Rede Miriam Staudte: Kinderlärm ist Zukunftsmusik
Sehr geehrter Herr Landtagspräsident, meine Damen und Herren Abgeordnete!
Anrede,
Gesunde Kinder, glückliche Kinder sind immer auch laute Kinder. Nur um ein Kind, das still in der Ecke sitzt, muss man sich Sorgen machen. Der Niedersächsische Städtetag formulierte: „Kinderlärm kann nicht unzumutbar sein“ und dieser Auffassung schließen wir uns an. Leider sehen das nicht alle Menschen so und wie sie alle wissen kam es schon in mehreren Fällen zu Klagen.

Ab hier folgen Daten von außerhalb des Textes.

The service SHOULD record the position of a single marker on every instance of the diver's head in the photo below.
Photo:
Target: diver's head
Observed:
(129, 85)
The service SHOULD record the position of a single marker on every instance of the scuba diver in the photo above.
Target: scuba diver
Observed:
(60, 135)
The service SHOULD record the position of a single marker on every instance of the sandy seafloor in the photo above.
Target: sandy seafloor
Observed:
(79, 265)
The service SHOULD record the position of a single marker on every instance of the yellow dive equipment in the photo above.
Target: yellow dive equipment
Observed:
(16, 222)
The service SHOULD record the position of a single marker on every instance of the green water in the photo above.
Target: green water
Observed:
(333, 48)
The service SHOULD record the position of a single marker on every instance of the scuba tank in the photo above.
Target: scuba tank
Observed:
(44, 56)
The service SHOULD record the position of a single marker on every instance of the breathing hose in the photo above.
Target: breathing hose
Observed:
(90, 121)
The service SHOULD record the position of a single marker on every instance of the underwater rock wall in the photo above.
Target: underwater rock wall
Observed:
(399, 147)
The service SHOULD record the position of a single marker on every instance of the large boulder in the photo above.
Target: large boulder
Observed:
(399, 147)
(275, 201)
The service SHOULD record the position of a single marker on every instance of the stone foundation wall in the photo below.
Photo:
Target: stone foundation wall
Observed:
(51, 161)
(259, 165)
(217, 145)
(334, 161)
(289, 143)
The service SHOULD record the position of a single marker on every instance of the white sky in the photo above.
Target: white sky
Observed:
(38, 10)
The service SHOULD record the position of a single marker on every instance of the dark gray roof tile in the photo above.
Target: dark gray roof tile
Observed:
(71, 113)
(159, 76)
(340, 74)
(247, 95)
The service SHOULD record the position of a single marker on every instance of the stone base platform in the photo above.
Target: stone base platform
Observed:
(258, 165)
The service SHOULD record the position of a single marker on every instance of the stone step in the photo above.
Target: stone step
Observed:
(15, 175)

Diese Klagen haben in Einzelfällen sogar zur Schließung von Kindertagesstätten in Wohngebieten geführt. Wir Grünen plädieren immer für die „Stadt der kurzen Wege“, deswegen lehnen wir diese Urteile entschieden ab. Kitas gehören genau da hin, in reine Wohngebiete, schließlich wollen wir, dass Kinder zu Fuß oder mit dem Rad gebracht werden können, so dass weniger Autofahrten notwendig sind. Für uns gilt selbstverständlich: Kinderlärm vor Autolärm. Grundlagen der Gerichtsentscheidungen waren neben dem Bundesimmissionsschutzgesetz, Bestimmungen im Wohnungseigentums- und im Mietrecht, im öffentlichen Baurecht und im Immissionsschutzrecht. Hinderlich ist allerdings auch die Baunutzungsverordnung, die derzeit Kindereinrichtungen nur ausnahmsweise in reinen Wohngebieten als zulässig vorsieht. Deswegen haben wir diese Aspekte in unserem Änderungsvorschlag im Ausschuss aufgenommen. Im Gegensatz zum Antrag der SPD und der CDU/FDP ist unser Vorschlag hier etwas konkreter und bezieht auch die Landesebene mit ein. Leider wurde der Vorschlag nicht angenommen.
Anrede,
Die Föderalismusreform hat den Ländern ein Zuwachs an Kompetenzen bei diesem Thema gebracht, sie sind zuständig für Sport- und Freizeitlärm, für verhaltensbedingten Lärm und, das hat die bayrische Staatsregierung in einem Gutachten überzeugend dargestellt, für Lärm von Einrichtungen mit sozialer Zweckbestimmung. Wegen anhaltender Streitigkeiten zwischen Bund und Ländern über das Ausmaß der zugewachsenen Kompetenzen bedarf es aber offenbar einer Klarstellung im Rahmen der Vorschriften zum Anwendungsbereich des BimSch, die wir hier dringend einfordern. Die Landesregierung könnte aber ihren Kompetenzzuwachs schon heute nutzen und ein Landesgesetz zum Umgang mit verhaltensbedingten Geräuschimmissionen z.B. bei Kindern und dem kindlichem Spiel gewidmeten Flächen anschieben. Wir erwarten umgehend Aktivitäten der Landesregierung. Der Schwarze Peter darf nicht länger hin und her geschoben werden. Und ein kleiner Tipp für Sie, Frau Özkan, wenn sie noch mal bundesweit in die Schlagzeilen kommen wollen, legen Sie mit Herrn Bode als flankierende Maßnahme doch ein Marktanreizprogramm für Bobbycar-Flüsterreifen auf.